Exploring data

The file weather-daylight.csv contains observational weather data for Leesburg, VA. We want to analyze the hypothesis “the fall of 2023 had more cloudy and rainy weekends than normal.” As a class, let’s look at the data and talk about our ideas for processing it. Open this file in Microsoft Excel, or something like it.

What questions do you have? What pre-processing is relevant? What types of calculations would support or refute the claim? Do you know how to make those calculations in Python or another language or tool?

Look at It! LOOK at IT!

(Bonus points if you know the Seinfeld reference). The first thing to do is just look at the data set. What do you see? Here are some questions you should ask?
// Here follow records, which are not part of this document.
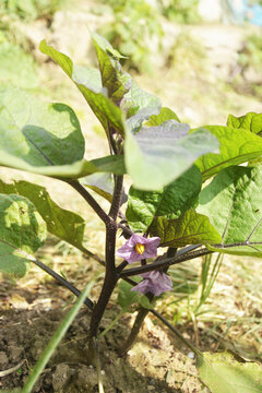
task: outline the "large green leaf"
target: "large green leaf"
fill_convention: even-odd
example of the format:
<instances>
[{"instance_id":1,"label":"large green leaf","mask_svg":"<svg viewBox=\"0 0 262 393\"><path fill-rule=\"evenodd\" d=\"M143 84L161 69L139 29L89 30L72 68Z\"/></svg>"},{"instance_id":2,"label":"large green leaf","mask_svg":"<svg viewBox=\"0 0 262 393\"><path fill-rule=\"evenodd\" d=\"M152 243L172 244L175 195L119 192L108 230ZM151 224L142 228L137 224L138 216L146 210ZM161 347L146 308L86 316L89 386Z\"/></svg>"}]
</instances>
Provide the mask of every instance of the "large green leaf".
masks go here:
<instances>
[{"instance_id":1,"label":"large green leaf","mask_svg":"<svg viewBox=\"0 0 262 393\"><path fill-rule=\"evenodd\" d=\"M226 168L201 191L196 211L210 217L223 238L223 245L212 249L262 257L261 194L260 167Z\"/></svg>"},{"instance_id":2,"label":"large green leaf","mask_svg":"<svg viewBox=\"0 0 262 393\"><path fill-rule=\"evenodd\" d=\"M106 91L100 87L99 81L97 81L97 73L87 67L74 66L72 60L48 46L46 40L40 43L39 49L43 53L48 55L53 61L56 61L67 75L75 83L80 92L85 97L90 107L102 122L102 126L109 132L109 127L114 127L122 135L124 135L124 124L121 110L107 97ZM96 75L95 82L93 81Z\"/></svg>"},{"instance_id":3,"label":"large green leaf","mask_svg":"<svg viewBox=\"0 0 262 393\"><path fill-rule=\"evenodd\" d=\"M152 115L150 120L146 122L146 126L154 127L160 126L167 120L177 120L180 121L177 115L167 107L162 107L162 110L158 115Z\"/></svg>"},{"instance_id":4,"label":"large green leaf","mask_svg":"<svg viewBox=\"0 0 262 393\"><path fill-rule=\"evenodd\" d=\"M59 207L45 187L28 181L7 183L0 180L0 193L17 194L27 198L45 219L50 234L83 249L85 221L80 215Z\"/></svg>"},{"instance_id":5,"label":"large green leaf","mask_svg":"<svg viewBox=\"0 0 262 393\"><path fill-rule=\"evenodd\" d=\"M193 165L182 176L160 191L142 191L131 187L127 210L128 223L134 231L146 231L157 216L178 218L195 207L202 177Z\"/></svg>"},{"instance_id":6,"label":"large green leaf","mask_svg":"<svg viewBox=\"0 0 262 393\"><path fill-rule=\"evenodd\" d=\"M227 126L260 134L262 131L262 114L249 112L240 117L229 115L227 118Z\"/></svg>"},{"instance_id":7,"label":"large green leaf","mask_svg":"<svg viewBox=\"0 0 262 393\"><path fill-rule=\"evenodd\" d=\"M204 180L231 165L262 156L262 140L250 131L223 126L206 126L205 129L221 142L221 153L207 153L195 162Z\"/></svg>"},{"instance_id":8,"label":"large green leaf","mask_svg":"<svg viewBox=\"0 0 262 393\"><path fill-rule=\"evenodd\" d=\"M0 271L22 277L45 238L46 224L33 203L20 195L0 194Z\"/></svg>"},{"instance_id":9,"label":"large green leaf","mask_svg":"<svg viewBox=\"0 0 262 393\"><path fill-rule=\"evenodd\" d=\"M127 130L126 166L135 188L159 190L189 169L199 156L218 147L209 131L188 131L188 124L176 120L143 127L135 135Z\"/></svg>"},{"instance_id":10,"label":"large green leaf","mask_svg":"<svg viewBox=\"0 0 262 393\"><path fill-rule=\"evenodd\" d=\"M222 240L209 217L193 210L188 210L176 219L157 217L152 224L151 234L162 239L163 247L218 243Z\"/></svg>"},{"instance_id":11,"label":"large green leaf","mask_svg":"<svg viewBox=\"0 0 262 393\"><path fill-rule=\"evenodd\" d=\"M0 90L0 151L33 166L67 165L83 158L84 138L69 106L8 87Z\"/></svg>"},{"instance_id":12,"label":"large green leaf","mask_svg":"<svg viewBox=\"0 0 262 393\"><path fill-rule=\"evenodd\" d=\"M131 76L121 70L119 58L121 55L112 48L108 40L100 35L92 34L93 43L99 63L103 86L108 96L118 104L131 87Z\"/></svg>"},{"instance_id":13,"label":"large green leaf","mask_svg":"<svg viewBox=\"0 0 262 393\"><path fill-rule=\"evenodd\" d=\"M239 362L227 352L204 353L198 357L201 381L212 393L261 393L262 367L255 362Z\"/></svg>"}]
</instances>

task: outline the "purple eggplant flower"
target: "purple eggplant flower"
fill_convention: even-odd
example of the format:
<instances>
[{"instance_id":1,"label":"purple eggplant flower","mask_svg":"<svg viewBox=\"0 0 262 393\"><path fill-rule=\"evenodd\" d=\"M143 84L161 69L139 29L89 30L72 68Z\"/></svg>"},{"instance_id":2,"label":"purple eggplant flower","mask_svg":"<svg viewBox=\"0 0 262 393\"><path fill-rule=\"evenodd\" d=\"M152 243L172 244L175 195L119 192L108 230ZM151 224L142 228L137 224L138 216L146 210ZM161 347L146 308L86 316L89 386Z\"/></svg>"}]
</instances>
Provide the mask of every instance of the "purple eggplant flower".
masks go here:
<instances>
[{"instance_id":1,"label":"purple eggplant flower","mask_svg":"<svg viewBox=\"0 0 262 393\"><path fill-rule=\"evenodd\" d=\"M144 278L131 290L139 290L141 294L152 293L155 296L159 296L164 291L172 289L172 283L169 276L159 271L152 271L148 273L141 274Z\"/></svg>"},{"instance_id":2,"label":"purple eggplant flower","mask_svg":"<svg viewBox=\"0 0 262 393\"><path fill-rule=\"evenodd\" d=\"M160 238L144 238L138 234L131 236L124 246L120 247L117 255L124 259L128 263L141 261L146 258L154 258L157 255L157 247L160 243Z\"/></svg>"}]
</instances>

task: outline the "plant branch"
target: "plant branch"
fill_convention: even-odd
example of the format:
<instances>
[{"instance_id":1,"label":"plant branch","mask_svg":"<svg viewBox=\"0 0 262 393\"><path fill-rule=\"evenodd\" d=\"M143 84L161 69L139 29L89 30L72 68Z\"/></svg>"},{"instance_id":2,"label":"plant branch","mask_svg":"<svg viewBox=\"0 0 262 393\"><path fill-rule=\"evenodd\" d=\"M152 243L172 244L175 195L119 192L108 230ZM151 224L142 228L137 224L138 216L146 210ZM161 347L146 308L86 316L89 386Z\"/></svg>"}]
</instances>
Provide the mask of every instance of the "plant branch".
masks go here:
<instances>
[{"instance_id":1,"label":"plant branch","mask_svg":"<svg viewBox=\"0 0 262 393\"><path fill-rule=\"evenodd\" d=\"M154 295L153 295L154 296ZM145 317L148 313L148 309L141 307L138 315L135 317L135 321L132 325L131 332L127 338L127 341L124 342L124 344L122 345L122 347L119 349L119 356L123 356L126 355L133 346L135 338L138 337L138 334L140 332L140 329L144 322Z\"/></svg>"},{"instance_id":2,"label":"plant branch","mask_svg":"<svg viewBox=\"0 0 262 393\"><path fill-rule=\"evenodd\" d=\"M195 258L199 258L199 257L207 255L207 254L213 253L213 252L214 251L211 251L211 250L207 250L207 249L187 252L186 254L179 254L179 255L177 255L175 258L167 258L167 259L164 259L164 260L158 260L158 261L153 262L153 263L151 263L148 265L123 270L119 274L119 277L124 278L124 277L130 277L130 276L133 276L133 275L136 275L136 274L152 272L153 270L166 269L166 267L169 267L171 265L175 265L175 264L178 264L178 263L191 260L191 259L195 259Z\"/></svg>"},{"instance_id":3,"label":"plant branch","mask_svg":"<svg viewBox=\"0 0 262 393\"><path fill-rule=\"evenodd\" d=\"M90 250L87 250L85 247L81 247L80 249L83 253L85 258L92 258L95 261L97 261L98 263L100 263L102 265L105 266L105 261L103 261L103 259L100 259L98 255L94 254L93 252L91 252Z\"/></svg>"},{"instance_id":4,"label":"plant branch","mask_svg":"<svg viewBox=\"0 0 262 393\"><path fill-rule=\"evenodd\" d=\"M90 327L91 340L97 335L97 329L100 323L102 317L105 312L107 303L111 297L111 294L118 281L115 253L116 253L116 236L118 230L117 216L121 202L122 181L123 181L122 176L116 177L112 202L108 216L109 222L106 223L106 275L99 299L92 312L91 327Z\"/></svg>"},{"instance_id":5,"label":"plant branch","mask_svg":"<svg viewBox=\"0 0 262 393\"><path fill-rule=\"evenodd\" d=\"M68 183L72 186L85 199L85 201L91 205L91 207L96 212L98 217L105 224L110 223L110 217L106 214L106 212L99 206L96 200L78 180L69 180Z\"/></svg>"},{"instance_id":6,"label":"plant branch","mask_svg":"<svg viewBox=\"0 0 262 393\"><path fill-rule=\"evenodd\" d=\"M120 210L120 204L122 199L122 183L123 183L123 176L116 176L112 203L109 211L109 217L111 217L115 222L117 219Z\"/></svg>"}]
</instances>

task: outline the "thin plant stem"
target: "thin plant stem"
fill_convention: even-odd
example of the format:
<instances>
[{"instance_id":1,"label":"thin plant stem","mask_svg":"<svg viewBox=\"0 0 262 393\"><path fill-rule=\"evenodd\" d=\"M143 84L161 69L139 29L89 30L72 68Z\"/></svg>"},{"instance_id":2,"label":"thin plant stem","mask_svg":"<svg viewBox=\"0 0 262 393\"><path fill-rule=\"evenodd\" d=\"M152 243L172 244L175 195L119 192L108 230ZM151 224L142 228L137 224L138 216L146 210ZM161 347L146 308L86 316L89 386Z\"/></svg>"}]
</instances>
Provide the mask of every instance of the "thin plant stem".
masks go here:
<instances>
[{"instance_id":1,"label":"thin plant stem","mask_svg":"<svg viewBox=\"0 0 262 393\"><path fill-rule=\"evenodd\" d=\"M143 307L139 310L138 315L135 317L133 326L131 329L131 332L130 332L127 341L122 345L122 347L119 349L119 356L126 355L132 348L148 311L150 311L148 309L143 308Z\"/></svg>"},{"instance_id":2,"label":"thin plant stem","mask_svg":"<svg viewBox=\"0 0 262 393\"><path fill-rule=\"evenodd\" d=\"M136 284L136 283L135 283ZM147 294L146 295L147 298L150 299L150 301L152 302L153 299L154 299L154 295L153 294ZM144 308L144 307L141 307L136 317L135 317L135 321L133 323L133 326L131 329L131 332L127 338L127 341L124 342L124 344L122 345L122 347L119 349L119 355L120 356L123 356L126 355L131 348L132 346L134 345L134 342L138 337L138 334L140 332L140 329L144 322L144 319L145 317L147 315L148 313L148 309Z\"/></svg>"},{"instance_id":3,"label":"thin plant stem","mask_svg":"<svg viewBox=\"0 0 262 393\"><path fill-rule=\"evenodd\" d=\"M94 356L95 356L98 392L99 393L105 393L104 392L104 386L103 386L103 380L102 380L102 372L100 372L102 370L100 370L100 358L99 358L98 343L97 343L97 340L95 337L92 338L92 347L93 347L93 353L94 353Z\"/></svg>"},{"instance_id":4,"label":"thin plant stem","mask_svg":"<svg viewBox=\"0 0 262 393\"><path fill-rule=\"evenodd\" d=\"M126 312L124 309L121 310L119 314L111 321L111 323L98 335L98 338L102 338L104 335L106 335L112 329L112 326L120 320L120 318L122 318L124 312Z\"/></svg>"},{"instance_id":5,"label":"thin plant stem","mask_svg":"<svg viewBox=\"0 0 262 393\"><path fill-rule=\"evenodd\" d=\"M29 261L33 262L34 264L36 264L41 270L44 270L46 273L48 273L55 279L57 279L60 284L62 284L66 288L68 288L75 296L79 297L81 295L81 291L78 288L75 288L75 286L70 284L67 279L64 279L60 274L56 273L52 269L45 265L45 263L43 263L43 262L40 262L40 261L38 261L36 259L31 259ZM88 309L91 311L93 310L94 303L93 303L93 301L91 299L86 298L84 300L84 303L88 307Z\"/></svg>"},{"instance_id":6,"label":"thin plant stem","mask_svg":"<svg viewBox=\"0 0 262 393\"><path fill-rule=\"evenodd\" d=\"M193 345L191 344L187 338L183 337L183 335L174 327L159 312L156 310L148 310L151 311L158 320L160 320L170 331L183 343L186 344L196 356L202 357L202 353Z\"/></svg>"},{"instance_id":7,"label":"thin plant stem","mask_svg":"<svg viewBox=\"0 0 262 393\"><path fill-rule=\"evenodd\" d=\"M91 340L93 336L97 335L97 329L100 323L102 317L105 312L106 306L111 297L111 294L118 281L115 253L116 253L116 236L118 229L117 216L121 203L122 180L123 180L122 176L115 178L112 203L108 216L109 222L106 223L106 275L100 291L100 296L92 312L91 326L90 326Z\"/></svg>"},{"instance_id":8,"label":"thin plant stem","mask_svg":"<svg viewBox=\"0 0 262 393\"><path fill-rule=\"evenodd\" d=\"M142 273L146 273L146 272L152 272L154 270L159 270L159 269L166 269L169 267L171 265L191 260L191 259L195 259L195 258L200 258L203 255L207 255L210 253L213 253L215 251L211 251L207 249L202 249L199 251L192 251L182 255L178 255L175 258L167 258L164 260L158 260L156 262L153 262L151 264L144 265L144 266L138 266L138 267L132 267L132 269L127 269L123 270L120 274L119 277L120 278L124 278L124 277L131 277L133 275L136 274L142 274Z\"/></svg>"},{"instance_id":9,"label":"thin plant stem","mask_svg":"<svg viewBox=\"0 0 262 393\"><path fill-rule=\"evenodd\" d=\"M78 181L70 180L68 181L70 186L72 186L91 205L91 207L96 212L98 217L105 223L108 224L110 222L110 217L106 212L100 207L100 205L96 202L96 200L91 195L91 193Z\"/></svg>"}]
</instances>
  • How many rows, how many columns?
  • Is the data rectangular (are all rows the same length?)
  • What types of data? (Numerical, categorical?)
  • What domain of data (numerical: min and max, precision, mean, variance; categorical: number of categories)
  • Any missing data?
  • Is the file clean (read/write errors? paragraphs of text before or after? anything else weird?)
  • Find meaning: What do the columns are rows mean? Are there headers? Are they defined?
  • What is the source? Is this data reliable?
  • Weather columns

Analyse it

  • What question are you asking?
  • What does the data say about the question?
  • Repeat the last 2 steps as needed!

Jupyter Notebook

  • Follow this link to a jupyter notebook
  • I believe you can save and open notebooks from this interface, as long as you are using the same Chrome profile and history (it uses local storage to save state).

Homework

  • Open the jupyter notebook above from class on mybinder.org (or you can run it locally as jupyter-lab in your ml folder on WSL. Make sure to copy the notebook to your ml folder first – download it).
  • Devise a different way to analyse the question about the weather in Leesburg and try to analyse it using pandas. What conclusion can you draw?
  • Make some interesting plots from this dataset. You will need to read up on plotting in dataframes using pandas and possibly some things about pyplot.
  • Consider the London Weather dataset. Investigate the question “Has the weather in London gotten worse in the last 50 years?” Analyse the data and make a claim that you can support. Source for dataset: https://www.kaggle.com/datasets/emmanuelfwerr/london-weather-data, which retrieved the data from https://www.ecad.eu/dailydata/index.php.
  • Be prepared to discuss your findings and present to the class if asked to! (Your research doesn’t need to be profound but I do need to see you’re learning how to use pandas).
  • To be safe, you should download any notebooks you create on mybinder.org because I don’t know how reliable its storage system is.
  • WSL Problems: Fix posted!
  • In general I’m always happy to answer homework questions. Remind is the best way to reach me in the evening so don’t shy away from asking. If I can’t help, I’ll say so. Otherwise I’ll try my best!